Shapeshifter (2008) (on flatscreen)
Animated oil/acrylic painting, HD digital video, single channel. 4:3 aspect 30 sec
Waves (2009)
Collage and mixed media animation, HD digital video, single channel. 4:3 aspect 16 sec
Made out of hand painted colored lines, swiggles, and curves the artist attempted to approximate the feeling of the ocean. The scale of the animation was actually 5’x 8’ so creating this footage was like a dance between the artist and these materials on the studio floor that went on for several days.
Trampoline (2010) (on flatscreen)
Animated oil/acrylic painting, HD digital video, single channel. 16:9 aspect 6 mins 5 sec
Leaves (2010)
Animated oil/acrylic painting, HD digital video, single channel. 4:3 aspect 30 sec looped
(Middle Area 1, to the left upon entering the main space)
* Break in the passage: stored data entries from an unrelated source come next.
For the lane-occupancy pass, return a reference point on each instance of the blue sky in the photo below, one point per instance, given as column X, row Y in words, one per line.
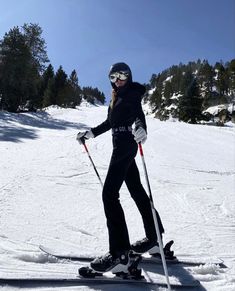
column 149, row 35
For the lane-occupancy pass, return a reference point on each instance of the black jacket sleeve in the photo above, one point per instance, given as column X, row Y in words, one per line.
column 140, row 117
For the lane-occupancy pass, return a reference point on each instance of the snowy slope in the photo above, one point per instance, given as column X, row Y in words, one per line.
column 50, row 195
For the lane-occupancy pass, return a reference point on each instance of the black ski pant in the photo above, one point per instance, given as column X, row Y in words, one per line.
column 123, row 168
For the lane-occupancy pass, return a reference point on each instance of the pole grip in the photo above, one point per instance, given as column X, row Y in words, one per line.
column 141, row 149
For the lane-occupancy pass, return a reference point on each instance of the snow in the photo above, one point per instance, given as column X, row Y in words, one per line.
column 50, row 195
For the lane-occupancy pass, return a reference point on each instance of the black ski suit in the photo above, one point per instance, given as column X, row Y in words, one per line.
column 126, row 110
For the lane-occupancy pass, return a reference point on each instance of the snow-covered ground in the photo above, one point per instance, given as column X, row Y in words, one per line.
column 50, row 195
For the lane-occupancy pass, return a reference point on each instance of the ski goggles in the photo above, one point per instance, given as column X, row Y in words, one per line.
column 118, row 76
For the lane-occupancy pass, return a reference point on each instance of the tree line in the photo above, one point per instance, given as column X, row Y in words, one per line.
column 27, row 79
column 184, row 91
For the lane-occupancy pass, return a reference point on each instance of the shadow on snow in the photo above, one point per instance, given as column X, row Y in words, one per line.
column 17, row 126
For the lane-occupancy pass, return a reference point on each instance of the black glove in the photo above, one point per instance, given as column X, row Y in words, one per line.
column 81, row 136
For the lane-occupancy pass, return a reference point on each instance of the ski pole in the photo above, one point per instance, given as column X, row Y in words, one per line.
column 86, row 149
column 155, row 218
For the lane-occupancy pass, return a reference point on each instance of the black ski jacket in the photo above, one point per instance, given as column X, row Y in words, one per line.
column 126, row 110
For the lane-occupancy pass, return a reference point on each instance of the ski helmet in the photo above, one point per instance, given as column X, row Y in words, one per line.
column 120, row 67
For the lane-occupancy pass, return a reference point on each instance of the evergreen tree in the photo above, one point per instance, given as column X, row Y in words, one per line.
column 190, row 104
column 19, row 76
column 60, row 83
column 36, row 44
column 231, row 73
column 76, row 97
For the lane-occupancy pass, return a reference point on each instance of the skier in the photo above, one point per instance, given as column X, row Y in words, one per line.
column 124, row 111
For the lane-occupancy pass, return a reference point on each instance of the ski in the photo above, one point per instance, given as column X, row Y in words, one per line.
column 102, row 280
column 182, row 260
column 79, row 274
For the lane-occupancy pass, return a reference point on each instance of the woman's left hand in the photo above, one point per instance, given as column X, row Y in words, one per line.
column 140, row 135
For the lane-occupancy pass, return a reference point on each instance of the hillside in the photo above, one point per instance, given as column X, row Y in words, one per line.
column 50, row 194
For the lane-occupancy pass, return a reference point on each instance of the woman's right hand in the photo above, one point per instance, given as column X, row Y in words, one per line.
column 82, row 135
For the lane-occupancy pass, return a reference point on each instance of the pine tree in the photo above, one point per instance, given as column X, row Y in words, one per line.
column 60, row 83
column 19, row 77
column 190, row 104
column 76, row 97
column 36, row 44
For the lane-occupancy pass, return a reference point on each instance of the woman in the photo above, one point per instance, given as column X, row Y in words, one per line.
column 124, row 111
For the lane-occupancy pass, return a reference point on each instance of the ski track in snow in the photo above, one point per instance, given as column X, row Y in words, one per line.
column 49, row 193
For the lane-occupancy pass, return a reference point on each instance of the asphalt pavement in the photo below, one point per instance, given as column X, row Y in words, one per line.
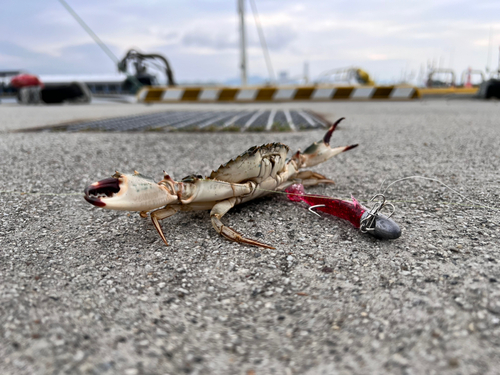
column 89, row 291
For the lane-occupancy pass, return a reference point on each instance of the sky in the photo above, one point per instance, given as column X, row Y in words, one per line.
column 389, row 39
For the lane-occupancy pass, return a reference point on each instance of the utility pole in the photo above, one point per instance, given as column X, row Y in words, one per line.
column 243, row 46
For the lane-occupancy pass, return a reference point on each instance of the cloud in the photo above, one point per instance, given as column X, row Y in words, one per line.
column 386, row 36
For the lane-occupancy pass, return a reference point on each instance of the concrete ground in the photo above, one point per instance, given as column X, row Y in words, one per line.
column 89, row 291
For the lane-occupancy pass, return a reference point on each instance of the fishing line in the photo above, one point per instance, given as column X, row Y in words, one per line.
column 442, row 183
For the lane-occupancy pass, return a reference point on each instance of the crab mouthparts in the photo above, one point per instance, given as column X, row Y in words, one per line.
column 106, row 188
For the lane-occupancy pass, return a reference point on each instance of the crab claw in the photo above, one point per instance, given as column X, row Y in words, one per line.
column 321, row 151
column 129, row 192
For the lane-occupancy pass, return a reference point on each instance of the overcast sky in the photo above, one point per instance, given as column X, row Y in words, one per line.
column 200, row 37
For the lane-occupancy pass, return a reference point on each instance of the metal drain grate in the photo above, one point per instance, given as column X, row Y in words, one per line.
column 256, row 120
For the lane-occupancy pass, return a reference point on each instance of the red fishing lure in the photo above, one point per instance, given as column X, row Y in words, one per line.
column 368, row 220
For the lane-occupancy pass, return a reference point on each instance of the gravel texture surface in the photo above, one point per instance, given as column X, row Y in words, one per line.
column 89, row 291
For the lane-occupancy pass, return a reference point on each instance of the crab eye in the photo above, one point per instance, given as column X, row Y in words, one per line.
column 106, row 188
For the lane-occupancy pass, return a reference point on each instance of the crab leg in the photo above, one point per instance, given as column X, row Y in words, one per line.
column 216, row 214
column 161, row 214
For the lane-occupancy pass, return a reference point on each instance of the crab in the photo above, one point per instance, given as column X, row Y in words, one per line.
column 257, row 172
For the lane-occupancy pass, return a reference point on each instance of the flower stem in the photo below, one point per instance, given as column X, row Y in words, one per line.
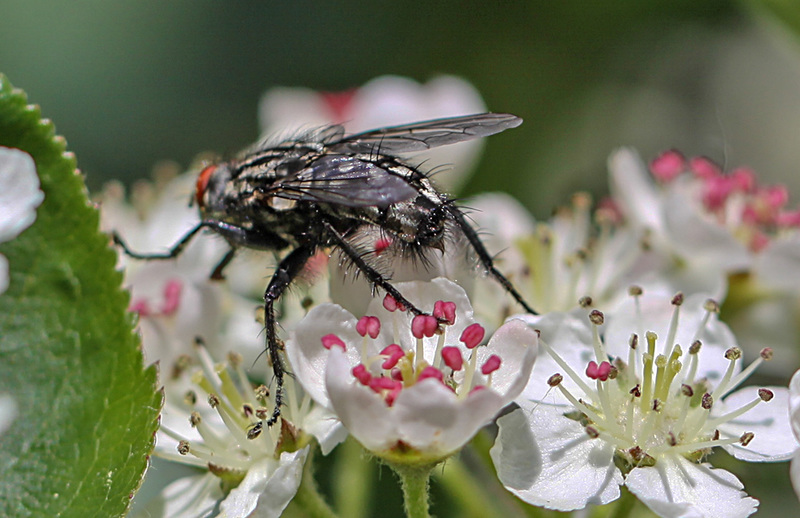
column 415, row 488
column 353, row 481
column 624, row 505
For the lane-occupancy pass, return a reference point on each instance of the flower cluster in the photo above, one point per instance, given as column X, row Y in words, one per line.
column 637, row 396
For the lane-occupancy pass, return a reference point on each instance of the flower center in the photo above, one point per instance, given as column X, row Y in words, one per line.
column 661, row 407
column 396, row 368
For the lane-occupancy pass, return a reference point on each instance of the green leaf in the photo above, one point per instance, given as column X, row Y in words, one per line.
column 87, row 410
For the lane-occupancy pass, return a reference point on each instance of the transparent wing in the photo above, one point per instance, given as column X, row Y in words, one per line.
column 421, row 136
column 345, row 180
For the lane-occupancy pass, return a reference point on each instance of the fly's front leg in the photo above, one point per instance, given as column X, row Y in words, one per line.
column 484, row 257
column 371, row 273
column 287, row 270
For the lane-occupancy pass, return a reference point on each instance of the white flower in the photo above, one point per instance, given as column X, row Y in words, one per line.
column 716, row 231
column 641, row 402
column 579, row 253
column 384, row 101
column 8, row 412
column 218, row 424
column 403, row 387
column 794, row 415
column 19, row 197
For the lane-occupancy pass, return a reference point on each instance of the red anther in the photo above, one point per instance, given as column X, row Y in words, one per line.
column 172, row 296
column 743, row 179
column 668, row 165
column 788, row 218
column 445, row 311
column 338, row 104
column 716, row 191
column 598, row 372
column 491, row 365
column 141, row 307
column 369, row 325
column 393, row 353
column 361, row 373
column 758, row 241
column 430, row 372
column 473, row 335
column 704, row 168
column 392, row 305
column 424, row 325
column 391, row 396
column 381, row 383
column 331, row 340
column 382, row 244
column 776, row 196
column 452, row 357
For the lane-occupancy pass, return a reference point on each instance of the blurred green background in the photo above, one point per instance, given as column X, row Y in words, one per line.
column 132, row 83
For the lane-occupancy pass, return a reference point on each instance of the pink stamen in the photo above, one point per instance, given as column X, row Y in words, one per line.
column 703, row 167
column 331, row 340
column 424, row 325
column 598, row 372
column 473, row 335
column 430, row 372
column 140, row 306
column 491, row 365
column 339, row 103
column 668, row 165
column 172, row 296
column 788, row 218
column 743, row 179
column 716, row 191
column 445, row 310
column 758, row 241
column 361, row 373
column 393, row 352
column 452, row 357
column 369, row 325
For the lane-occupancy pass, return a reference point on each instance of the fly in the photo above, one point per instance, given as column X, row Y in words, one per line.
column 327, row 190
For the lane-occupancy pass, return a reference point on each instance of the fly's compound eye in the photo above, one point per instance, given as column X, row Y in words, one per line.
column 202, row 183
Time of Tall Statues (2007-2009)
Animated oil/acrylic painting, HD digital video, single channel. 4:3 aspect 14 mins
A nonlinear narrative, which is set in the quiet woods of a Northwestern US timber town. Invaded by anxieties about loss on the personal and societal levels.
Blue Blob (2008) (small projection in corner)
Animated oil/acrylic painting, HD digital video, single channel. 4:3 aspect 2mins 9 sec sec looped
(Middle area2 [white room] 2 flatscreen works)
Stranded in a House (2010-2013)
Animated oil/acrylic painting, HD digital video, single channel. 16:9 aspect 6 mins 5 sec
A simple narrative of a male figure moving through a series of rooms. Using the pages of furniture catalogs to represent domestic interiors. Cyclical motion and fluid physical shape, thematically underscored by the film’s title borrowed from a line in Bob Dylan’s 1967 song. -Hanson Mulford
Stairs (2011)
Animated oil/acrylic painting, HD digital video, single channel. 4:3 aspect 23 sec
(Large Back Room)
What Birds Remember (2007)
3-channel version Animated oil/acrylic painting, HD digital video, 4:3 aspect 27 mins 22 sec
A follow-up on What Visions Burn with a much more ominous tone. A city where unlimited stories unfold imagining that birds might travel between them and act as a kind of witness.